The History Boys.
Dakin. Irwin. Mental tallies and classroom one-upmanship.
Title comes from the Sahara Hotnights song, which also largely inspired this. Wanted to have a go at Dakin/Irwin properly for once, so. Er. We'll see, I guess?
It isn't fucking fair. The man just can't be bought. Or should that be 'can't be sold'? Or--
--oh, fuck clichéd expressions (just another tick on the rather tiring list of things that would probably put Irwin off, come to think of it).
More and more eloquent turns of phrase deftly borrowed and scrambled from the text are inserted at key points into his essays, but he's still not trying hard enough, apparently, neither in his writing nor in debate, shot down before he can even finish his arguments, and each time he finds himself shrinking just a little in his seat, annoyed and sullen, biting the inside of his cheek until it stings to keep from just telling him to fuck off right there in class.
And it's not even like everyone's getting the same treatment, because they're not. Raised eyebrows and amused smiles are shot in Akthar's direction; Lockwood more often than not receives acquiescing (to agree, comply, consent, Posner'd read earlier that day) nods.

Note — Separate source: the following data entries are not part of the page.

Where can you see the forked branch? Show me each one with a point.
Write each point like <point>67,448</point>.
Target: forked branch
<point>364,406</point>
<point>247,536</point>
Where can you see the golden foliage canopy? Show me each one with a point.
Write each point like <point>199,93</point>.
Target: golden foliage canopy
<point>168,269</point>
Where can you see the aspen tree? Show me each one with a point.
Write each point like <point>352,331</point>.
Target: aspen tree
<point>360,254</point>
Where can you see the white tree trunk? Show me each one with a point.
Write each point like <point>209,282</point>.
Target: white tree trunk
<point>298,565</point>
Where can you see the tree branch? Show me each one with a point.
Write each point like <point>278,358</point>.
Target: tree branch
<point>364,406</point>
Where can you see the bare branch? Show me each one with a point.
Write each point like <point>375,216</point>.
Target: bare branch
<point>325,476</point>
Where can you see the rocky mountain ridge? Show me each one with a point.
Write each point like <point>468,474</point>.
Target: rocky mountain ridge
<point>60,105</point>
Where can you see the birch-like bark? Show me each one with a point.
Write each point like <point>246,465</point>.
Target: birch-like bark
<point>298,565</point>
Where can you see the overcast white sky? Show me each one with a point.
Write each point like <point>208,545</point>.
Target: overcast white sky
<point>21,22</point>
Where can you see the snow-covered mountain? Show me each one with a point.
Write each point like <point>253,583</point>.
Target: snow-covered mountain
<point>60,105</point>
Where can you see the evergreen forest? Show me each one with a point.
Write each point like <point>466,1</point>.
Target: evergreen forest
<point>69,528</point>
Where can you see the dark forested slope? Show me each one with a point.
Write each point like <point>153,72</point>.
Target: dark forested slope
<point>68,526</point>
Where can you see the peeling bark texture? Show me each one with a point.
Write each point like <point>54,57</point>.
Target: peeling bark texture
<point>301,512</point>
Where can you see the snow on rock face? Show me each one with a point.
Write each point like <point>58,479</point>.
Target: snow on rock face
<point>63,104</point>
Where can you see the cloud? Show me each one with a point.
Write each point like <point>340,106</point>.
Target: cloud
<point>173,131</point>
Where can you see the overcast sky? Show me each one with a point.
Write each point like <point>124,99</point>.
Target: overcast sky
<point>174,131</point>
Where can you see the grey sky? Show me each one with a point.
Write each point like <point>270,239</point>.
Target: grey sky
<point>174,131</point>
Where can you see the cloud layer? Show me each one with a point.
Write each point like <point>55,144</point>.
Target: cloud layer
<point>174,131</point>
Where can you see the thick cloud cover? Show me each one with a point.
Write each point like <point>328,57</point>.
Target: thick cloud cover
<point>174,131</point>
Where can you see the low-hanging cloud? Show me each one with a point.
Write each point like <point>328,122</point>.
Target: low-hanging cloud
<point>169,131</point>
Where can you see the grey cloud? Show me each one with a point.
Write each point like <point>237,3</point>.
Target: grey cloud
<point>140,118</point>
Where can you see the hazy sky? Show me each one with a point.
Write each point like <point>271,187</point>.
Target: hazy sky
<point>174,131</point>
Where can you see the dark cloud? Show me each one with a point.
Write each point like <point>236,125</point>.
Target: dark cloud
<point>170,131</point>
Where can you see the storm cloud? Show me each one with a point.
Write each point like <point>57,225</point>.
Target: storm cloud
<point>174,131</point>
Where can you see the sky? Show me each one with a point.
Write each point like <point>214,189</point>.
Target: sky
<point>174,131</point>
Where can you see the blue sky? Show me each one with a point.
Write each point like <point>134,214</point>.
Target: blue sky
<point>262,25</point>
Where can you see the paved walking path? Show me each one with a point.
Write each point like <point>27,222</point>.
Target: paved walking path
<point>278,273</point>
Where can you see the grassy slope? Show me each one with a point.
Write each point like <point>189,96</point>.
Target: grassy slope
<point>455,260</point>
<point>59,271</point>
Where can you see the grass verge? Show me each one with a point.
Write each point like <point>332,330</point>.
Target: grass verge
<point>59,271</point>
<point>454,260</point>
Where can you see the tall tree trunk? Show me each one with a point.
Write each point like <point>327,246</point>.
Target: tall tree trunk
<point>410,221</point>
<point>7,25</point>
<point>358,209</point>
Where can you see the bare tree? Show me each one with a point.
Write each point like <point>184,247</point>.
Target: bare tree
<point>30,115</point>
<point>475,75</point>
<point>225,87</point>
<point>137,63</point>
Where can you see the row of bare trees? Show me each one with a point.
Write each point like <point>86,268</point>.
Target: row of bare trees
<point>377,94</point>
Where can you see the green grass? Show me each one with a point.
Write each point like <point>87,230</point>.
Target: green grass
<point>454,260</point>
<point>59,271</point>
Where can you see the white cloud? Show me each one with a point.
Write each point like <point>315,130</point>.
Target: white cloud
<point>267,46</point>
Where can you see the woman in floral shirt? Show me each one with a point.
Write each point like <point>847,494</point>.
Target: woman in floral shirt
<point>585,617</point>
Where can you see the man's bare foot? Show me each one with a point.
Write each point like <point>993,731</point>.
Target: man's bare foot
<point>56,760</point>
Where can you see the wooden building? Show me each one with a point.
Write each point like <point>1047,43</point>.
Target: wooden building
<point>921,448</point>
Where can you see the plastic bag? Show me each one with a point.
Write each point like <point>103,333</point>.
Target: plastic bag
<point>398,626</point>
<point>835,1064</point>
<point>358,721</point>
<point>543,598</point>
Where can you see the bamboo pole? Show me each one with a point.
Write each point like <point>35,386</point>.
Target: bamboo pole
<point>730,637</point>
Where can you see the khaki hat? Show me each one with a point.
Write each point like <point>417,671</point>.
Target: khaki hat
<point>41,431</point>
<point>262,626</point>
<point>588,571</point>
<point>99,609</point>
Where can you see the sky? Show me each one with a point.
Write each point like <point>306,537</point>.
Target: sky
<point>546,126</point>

Even Posner, clever though he is, with those eager smiles and irritatingly puppy-ish waves of his hand during discussion, is able to draw a more positive response from the man, and Dakin catches glimpses of his essays, always brimming with shite like "excellent point" and "distinctive argument" in Irwin's signature red pen, his messy scrawl somehow sophisticated.
Private tutorials might have something to them, he thinks, and after one particularly painful day's lesson he stands in the corridor waiting to ask, feeling dully ashamed and somehow new; eleven again, gaining someone's approval for the first time, and the thought that he should even have to bother gaining anyone's approval - angry and eating away at part of him with all the subtlety of something bitterly acerbic - wars with the fact that he finds himself actually wanting to. And Irwin obliges him, of course, the smug fucker; I think it may help improve the standard of your work, he says, and ooh, sir, you're so clever, aren't you (only he really is).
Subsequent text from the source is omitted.